Monday, May. 18, 1942
Cissie and Drew
Pugnacious, pug-nosed Publisher Eleanor ("Cissie") Patterson, whose Washington Times-Herald is sometimes referred to as "The Hen House," last week wound up one of her mussiest barnyard fights. In a front-page box she announced that she had got rid of Columnists Pearson & Allen (Washington Merry-Go-Round) because they had made "poisonous attempts" to "smear" General MacArthur.
The Pearson & Allen version was quite different: in February they had given Cissie six months' notice that they were canceling their contract with her; the MacArthur issue was trumped up and not the whole truth; the start of their fight with her occurred because "we did not believe that the President wanted Pearl Harbor" in order to get the U.S. into war. They drafted an ad giving their side of the story, but other Washington publishers, chary of stepping on a colleague's toes, would not publish it.
Cissie Patterson's feud with Pearson & Allen was more complex and fiercer than the others in which she often engages. She has close family and professional ties with Columnist Drew Pearson. He is her ex-son-in-law and father of her only granddaughter Ellen, now 15, in whose favor Cissie was said to have drawn a will leaving her fortune (about $40,000,000) and the Times-Herald.
Columnist Pearson, the more politic of the Pearson & Allen team, had long made himself agreeable to Publisher Patterson.
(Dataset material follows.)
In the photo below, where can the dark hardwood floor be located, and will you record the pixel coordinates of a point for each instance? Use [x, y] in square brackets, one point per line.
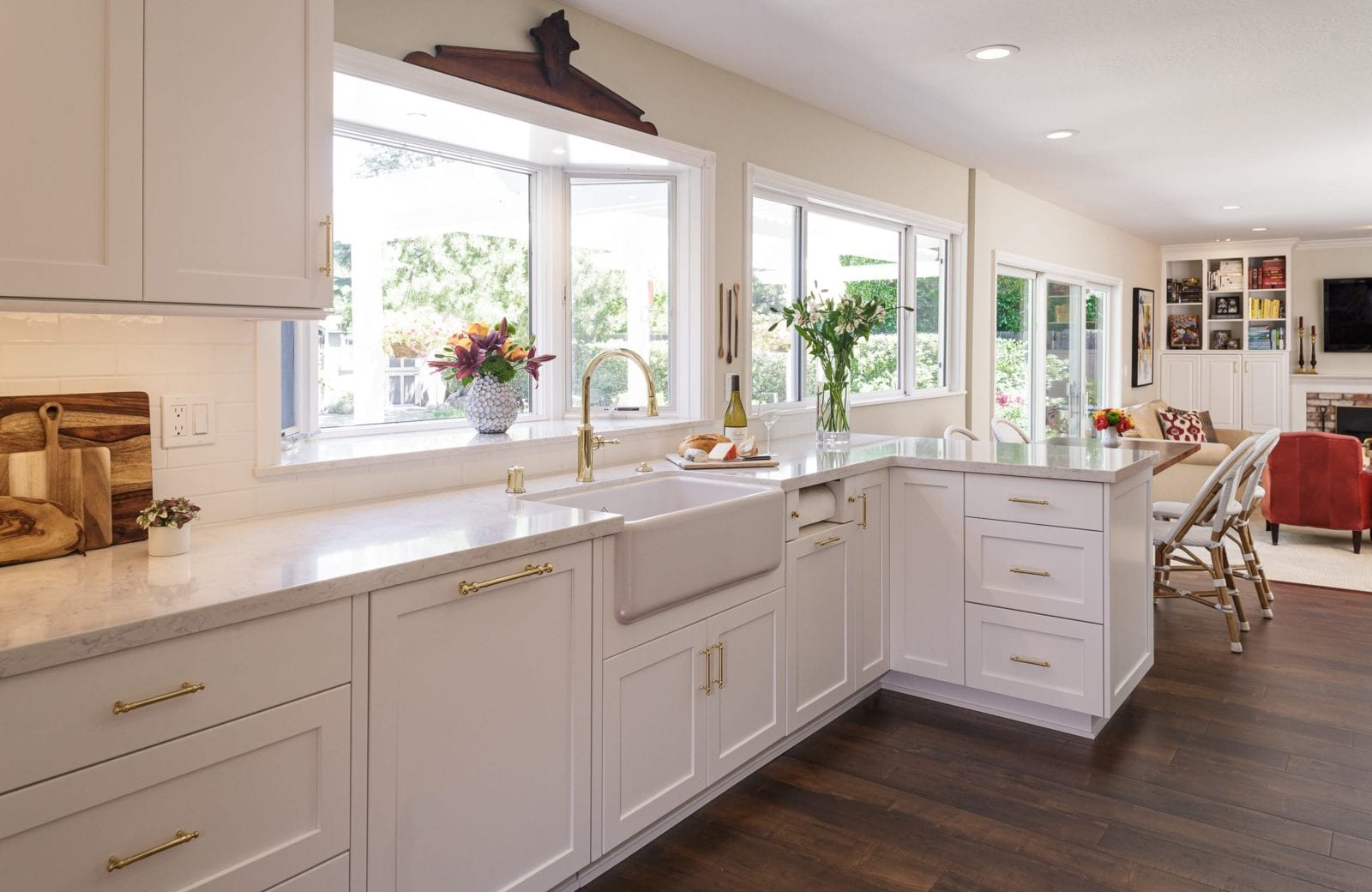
[1223, 772]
He brought her their column--generally believed to be one of her paper's best circulation-pullers--in 1934 for $100 a week. (Cissie liked its pro-New Deal slant then.) To please her he even went so far as to judge Times-Herald beauty contests.
When, after Pearl Harbor, the Merry-Go-Round column went after the isolationist press, Cissie began to cool toward Pearson & Allen. This spring she fired Pearson's present wife, Luvie Moore, a member of the Times-Herald staff who had been one of her close friends. She also fired Drew's brother Leon, a Times-Herald columnist. Adding insult to injury, she hired Luvie's former husband George Abell, the one man Drew and Luvie can not abide.
When Pearson & Allen asked her to cancel their contract, Cissie countered by yanking their column out of its spot opposite the editorial page, pushed it back among the want ads, chopped it up, some days dropped it altogether.
Fortnight ago she published a box quoting allegedly derogatory remarks (but omitting numerous praises of MacArthur) which have appeared in Merry-Go-Round in recent years, accusing Pearson & Allen of "false and sneering innuendo ... to smear the reputation of a great man. . . ." The Merry-Go-Round will probably soon appear in Eugene Meyer's Washington Post.